The 47-year old, who recently completed his Grade 8 music examination, is the epitome of age being a case mind-over matter, when it comes to pursuing your dreams. He is currently signed to the local Lakefront Records that has a record by US act Chrome Cats in The Billboard Indicators Top 40 chart, which recognises potential Billboard Top 40 hits and is currently recording material for a new album that is aimed to break through the Billboard Top 40, just like his label-mates Chrome Cats. After which, there are plans to make a move to the great US of A for live performances and appearances on radio shows there – all of which hang in the balance of the success of his first single, Crazy, set for release in April.

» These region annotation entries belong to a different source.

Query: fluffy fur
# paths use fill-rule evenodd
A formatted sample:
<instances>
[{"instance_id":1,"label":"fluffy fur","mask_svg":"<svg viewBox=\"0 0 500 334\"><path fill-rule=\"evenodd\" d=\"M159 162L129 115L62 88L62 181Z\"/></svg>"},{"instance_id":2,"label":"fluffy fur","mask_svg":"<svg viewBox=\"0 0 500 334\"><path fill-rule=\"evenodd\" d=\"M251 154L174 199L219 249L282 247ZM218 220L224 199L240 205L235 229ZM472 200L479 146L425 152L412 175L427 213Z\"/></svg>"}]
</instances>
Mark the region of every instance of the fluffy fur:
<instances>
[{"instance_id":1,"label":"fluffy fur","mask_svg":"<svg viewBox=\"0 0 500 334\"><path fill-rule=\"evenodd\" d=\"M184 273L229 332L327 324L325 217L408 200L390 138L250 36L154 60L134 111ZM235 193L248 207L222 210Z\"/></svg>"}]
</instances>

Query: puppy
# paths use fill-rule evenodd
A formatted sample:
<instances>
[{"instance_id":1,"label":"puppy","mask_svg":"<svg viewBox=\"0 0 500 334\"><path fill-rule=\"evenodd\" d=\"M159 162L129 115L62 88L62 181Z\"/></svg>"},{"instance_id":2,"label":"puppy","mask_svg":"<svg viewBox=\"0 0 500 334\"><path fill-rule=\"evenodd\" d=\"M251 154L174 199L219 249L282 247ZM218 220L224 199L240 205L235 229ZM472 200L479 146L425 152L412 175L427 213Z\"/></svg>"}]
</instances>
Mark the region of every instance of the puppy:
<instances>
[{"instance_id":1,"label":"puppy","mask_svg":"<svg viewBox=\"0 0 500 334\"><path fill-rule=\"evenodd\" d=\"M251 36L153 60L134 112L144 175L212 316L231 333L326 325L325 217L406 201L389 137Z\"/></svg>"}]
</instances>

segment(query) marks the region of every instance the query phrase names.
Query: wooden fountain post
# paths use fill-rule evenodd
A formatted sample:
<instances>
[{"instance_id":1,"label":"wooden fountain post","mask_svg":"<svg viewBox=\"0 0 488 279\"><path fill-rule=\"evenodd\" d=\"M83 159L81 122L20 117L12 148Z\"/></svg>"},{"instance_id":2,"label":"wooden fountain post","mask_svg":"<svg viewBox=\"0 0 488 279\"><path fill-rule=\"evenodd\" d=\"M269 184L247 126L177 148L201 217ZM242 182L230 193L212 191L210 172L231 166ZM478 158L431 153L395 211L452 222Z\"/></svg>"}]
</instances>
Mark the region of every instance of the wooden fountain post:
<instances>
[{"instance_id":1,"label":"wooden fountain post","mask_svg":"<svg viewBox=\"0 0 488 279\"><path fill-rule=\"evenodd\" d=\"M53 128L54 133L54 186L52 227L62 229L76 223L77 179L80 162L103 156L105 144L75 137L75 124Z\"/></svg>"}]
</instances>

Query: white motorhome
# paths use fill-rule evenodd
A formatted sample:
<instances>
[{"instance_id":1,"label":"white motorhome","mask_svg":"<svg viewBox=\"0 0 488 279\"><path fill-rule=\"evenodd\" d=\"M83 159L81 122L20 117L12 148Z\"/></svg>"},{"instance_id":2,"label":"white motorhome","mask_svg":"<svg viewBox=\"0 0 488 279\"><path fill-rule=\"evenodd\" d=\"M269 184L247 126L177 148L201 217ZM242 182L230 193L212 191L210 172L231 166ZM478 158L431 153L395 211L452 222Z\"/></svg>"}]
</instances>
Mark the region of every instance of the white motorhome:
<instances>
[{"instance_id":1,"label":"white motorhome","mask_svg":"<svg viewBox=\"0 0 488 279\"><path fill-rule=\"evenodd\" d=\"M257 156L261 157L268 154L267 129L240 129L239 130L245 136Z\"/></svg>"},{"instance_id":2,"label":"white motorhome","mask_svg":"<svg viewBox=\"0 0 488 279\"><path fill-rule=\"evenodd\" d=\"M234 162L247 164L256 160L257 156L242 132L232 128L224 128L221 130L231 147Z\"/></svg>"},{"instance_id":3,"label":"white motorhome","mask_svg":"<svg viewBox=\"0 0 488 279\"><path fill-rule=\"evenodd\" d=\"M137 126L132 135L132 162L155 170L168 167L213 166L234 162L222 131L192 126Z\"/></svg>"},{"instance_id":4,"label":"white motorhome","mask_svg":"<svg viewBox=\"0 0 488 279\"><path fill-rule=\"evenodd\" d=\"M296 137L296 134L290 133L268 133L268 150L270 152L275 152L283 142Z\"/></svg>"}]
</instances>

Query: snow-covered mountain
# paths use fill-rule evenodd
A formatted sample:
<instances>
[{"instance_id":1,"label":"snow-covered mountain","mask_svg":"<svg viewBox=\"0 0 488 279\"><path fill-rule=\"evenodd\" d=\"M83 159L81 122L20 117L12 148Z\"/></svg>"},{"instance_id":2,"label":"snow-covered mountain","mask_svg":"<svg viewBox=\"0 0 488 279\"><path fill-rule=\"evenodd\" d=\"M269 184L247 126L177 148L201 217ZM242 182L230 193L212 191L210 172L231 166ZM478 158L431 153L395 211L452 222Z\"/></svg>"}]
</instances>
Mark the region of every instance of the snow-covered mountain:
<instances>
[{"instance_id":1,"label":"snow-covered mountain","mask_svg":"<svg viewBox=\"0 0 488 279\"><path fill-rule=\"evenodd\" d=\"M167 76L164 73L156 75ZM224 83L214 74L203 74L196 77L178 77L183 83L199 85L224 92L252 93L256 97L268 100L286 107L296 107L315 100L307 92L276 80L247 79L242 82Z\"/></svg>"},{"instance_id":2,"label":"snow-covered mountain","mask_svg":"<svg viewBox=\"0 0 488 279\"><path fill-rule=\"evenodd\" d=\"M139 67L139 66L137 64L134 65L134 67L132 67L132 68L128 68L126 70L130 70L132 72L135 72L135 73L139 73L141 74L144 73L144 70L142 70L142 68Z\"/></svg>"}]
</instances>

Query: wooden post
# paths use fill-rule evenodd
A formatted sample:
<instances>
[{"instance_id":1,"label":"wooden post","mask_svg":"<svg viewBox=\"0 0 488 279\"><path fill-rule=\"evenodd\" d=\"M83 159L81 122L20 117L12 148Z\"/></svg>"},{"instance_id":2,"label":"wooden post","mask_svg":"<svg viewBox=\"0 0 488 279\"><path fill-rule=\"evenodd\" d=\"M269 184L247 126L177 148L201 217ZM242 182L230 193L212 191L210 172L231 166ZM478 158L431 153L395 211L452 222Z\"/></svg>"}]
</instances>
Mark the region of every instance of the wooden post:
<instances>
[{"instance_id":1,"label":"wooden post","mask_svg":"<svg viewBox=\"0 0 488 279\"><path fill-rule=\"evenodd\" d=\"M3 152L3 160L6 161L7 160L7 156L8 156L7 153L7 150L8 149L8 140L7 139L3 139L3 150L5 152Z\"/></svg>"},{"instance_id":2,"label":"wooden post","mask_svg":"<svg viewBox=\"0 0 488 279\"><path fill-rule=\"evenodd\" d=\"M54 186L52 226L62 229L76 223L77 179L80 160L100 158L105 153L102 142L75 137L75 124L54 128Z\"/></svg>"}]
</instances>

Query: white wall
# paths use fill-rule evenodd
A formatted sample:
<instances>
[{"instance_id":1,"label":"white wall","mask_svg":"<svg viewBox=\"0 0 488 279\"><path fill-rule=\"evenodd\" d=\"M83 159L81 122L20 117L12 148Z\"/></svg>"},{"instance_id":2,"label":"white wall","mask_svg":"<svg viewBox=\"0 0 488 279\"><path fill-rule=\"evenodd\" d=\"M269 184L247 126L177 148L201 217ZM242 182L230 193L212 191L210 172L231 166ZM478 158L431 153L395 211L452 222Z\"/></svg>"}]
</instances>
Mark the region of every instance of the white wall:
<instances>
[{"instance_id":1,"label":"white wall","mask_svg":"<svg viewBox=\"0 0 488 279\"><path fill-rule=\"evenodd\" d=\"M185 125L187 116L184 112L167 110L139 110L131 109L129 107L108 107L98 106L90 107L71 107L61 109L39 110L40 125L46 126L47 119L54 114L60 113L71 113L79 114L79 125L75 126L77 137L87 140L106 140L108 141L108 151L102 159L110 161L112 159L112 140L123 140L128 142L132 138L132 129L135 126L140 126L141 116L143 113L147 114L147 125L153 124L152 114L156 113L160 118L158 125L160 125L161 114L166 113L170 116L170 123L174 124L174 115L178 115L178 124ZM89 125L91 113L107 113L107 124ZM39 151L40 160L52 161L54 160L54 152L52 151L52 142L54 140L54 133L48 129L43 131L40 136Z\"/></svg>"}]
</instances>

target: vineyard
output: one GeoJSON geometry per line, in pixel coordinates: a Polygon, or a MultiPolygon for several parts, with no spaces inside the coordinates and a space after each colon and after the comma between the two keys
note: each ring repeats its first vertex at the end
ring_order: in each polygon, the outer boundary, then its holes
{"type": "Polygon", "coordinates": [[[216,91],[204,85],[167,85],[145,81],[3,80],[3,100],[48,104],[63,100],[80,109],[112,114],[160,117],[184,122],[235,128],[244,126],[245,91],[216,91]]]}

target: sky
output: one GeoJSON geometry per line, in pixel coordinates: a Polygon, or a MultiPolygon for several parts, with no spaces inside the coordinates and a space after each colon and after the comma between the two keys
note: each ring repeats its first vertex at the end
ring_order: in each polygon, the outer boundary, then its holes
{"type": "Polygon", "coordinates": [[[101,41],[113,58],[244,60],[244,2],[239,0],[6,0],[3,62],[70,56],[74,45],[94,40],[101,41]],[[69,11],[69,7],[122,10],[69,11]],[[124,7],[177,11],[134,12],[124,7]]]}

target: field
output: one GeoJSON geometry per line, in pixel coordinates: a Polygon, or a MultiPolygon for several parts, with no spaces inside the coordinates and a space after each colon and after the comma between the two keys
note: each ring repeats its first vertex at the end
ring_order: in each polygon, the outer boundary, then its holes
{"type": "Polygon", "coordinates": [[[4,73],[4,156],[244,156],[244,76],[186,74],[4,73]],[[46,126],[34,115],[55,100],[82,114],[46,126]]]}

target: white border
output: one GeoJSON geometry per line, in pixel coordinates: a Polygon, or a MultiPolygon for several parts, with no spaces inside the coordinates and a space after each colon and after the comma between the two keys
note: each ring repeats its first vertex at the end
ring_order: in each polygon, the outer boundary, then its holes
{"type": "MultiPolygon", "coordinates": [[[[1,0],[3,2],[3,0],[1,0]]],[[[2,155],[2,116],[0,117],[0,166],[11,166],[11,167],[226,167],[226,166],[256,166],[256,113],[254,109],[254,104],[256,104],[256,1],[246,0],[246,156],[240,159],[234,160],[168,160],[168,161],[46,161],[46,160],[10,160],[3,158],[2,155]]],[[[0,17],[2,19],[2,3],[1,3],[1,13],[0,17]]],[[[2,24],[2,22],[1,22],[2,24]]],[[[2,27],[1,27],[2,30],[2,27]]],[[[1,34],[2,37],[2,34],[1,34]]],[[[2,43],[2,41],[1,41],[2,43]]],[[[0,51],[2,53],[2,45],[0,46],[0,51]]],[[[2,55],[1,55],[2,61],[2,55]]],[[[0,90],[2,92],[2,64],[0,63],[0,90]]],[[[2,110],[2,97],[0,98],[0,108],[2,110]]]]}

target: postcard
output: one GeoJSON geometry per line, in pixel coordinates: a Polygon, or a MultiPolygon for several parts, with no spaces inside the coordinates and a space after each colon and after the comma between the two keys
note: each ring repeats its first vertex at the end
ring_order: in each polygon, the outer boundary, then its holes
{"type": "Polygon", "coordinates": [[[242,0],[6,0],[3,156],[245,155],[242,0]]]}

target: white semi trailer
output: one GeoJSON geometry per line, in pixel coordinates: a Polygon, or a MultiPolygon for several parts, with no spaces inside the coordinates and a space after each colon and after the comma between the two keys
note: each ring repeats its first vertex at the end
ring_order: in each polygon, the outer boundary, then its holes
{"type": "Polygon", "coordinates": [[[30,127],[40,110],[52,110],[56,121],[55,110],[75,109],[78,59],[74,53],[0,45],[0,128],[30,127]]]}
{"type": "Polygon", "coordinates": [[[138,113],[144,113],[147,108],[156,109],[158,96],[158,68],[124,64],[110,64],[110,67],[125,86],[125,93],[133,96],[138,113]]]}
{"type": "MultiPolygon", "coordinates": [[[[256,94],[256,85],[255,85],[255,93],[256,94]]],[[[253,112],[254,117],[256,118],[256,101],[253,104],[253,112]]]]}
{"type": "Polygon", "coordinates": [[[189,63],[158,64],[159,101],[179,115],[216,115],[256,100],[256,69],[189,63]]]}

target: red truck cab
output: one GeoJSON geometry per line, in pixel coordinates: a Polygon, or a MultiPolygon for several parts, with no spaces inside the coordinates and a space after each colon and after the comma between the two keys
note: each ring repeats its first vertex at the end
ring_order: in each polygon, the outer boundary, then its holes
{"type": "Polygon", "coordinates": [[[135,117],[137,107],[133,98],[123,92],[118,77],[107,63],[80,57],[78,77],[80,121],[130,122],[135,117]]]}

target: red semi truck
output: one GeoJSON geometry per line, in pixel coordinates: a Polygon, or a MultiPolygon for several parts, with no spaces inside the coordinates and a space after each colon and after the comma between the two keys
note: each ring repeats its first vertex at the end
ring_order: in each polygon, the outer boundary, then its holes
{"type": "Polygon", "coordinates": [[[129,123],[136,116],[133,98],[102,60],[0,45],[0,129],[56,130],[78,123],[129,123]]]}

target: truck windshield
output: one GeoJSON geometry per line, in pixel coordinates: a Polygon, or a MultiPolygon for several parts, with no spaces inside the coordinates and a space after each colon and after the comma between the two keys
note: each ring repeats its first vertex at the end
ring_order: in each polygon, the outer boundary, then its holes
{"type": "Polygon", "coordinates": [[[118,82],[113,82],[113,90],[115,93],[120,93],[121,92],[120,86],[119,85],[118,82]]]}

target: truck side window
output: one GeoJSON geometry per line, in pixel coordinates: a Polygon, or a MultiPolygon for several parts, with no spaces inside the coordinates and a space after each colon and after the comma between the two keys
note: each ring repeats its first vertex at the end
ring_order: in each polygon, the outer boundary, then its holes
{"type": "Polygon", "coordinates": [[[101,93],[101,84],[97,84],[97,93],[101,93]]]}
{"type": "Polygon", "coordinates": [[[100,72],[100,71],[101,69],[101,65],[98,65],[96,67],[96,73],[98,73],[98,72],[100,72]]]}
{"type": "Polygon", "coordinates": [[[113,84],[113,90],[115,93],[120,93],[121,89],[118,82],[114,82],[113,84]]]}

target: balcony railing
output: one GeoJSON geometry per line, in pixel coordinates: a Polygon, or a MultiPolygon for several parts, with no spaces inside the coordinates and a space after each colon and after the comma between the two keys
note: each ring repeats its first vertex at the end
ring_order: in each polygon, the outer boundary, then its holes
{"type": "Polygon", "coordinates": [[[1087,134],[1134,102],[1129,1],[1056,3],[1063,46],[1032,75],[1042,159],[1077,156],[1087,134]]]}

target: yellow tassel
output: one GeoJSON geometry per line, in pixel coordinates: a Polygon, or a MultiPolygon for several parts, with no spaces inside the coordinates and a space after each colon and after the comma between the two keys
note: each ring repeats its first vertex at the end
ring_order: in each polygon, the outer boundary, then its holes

His solo act was received well with shouts for an encore and a standing ovation at the end. After all, it is quite rare for local musicians, especially those from the pub circuit, to put on two whole one-hour sets of original songs. Still, it is too early to predict whether or not this guarantees support from audiences across the sea that is on par with that of his loyal following here in Malaysia. Whatever the outcome, it’s definitely good to know that he has come a long way from his expectable drum-machine-accompanied renditions of The Gambler and Hotel California.
This article was published on April 5, 2014 in The Malay Mail.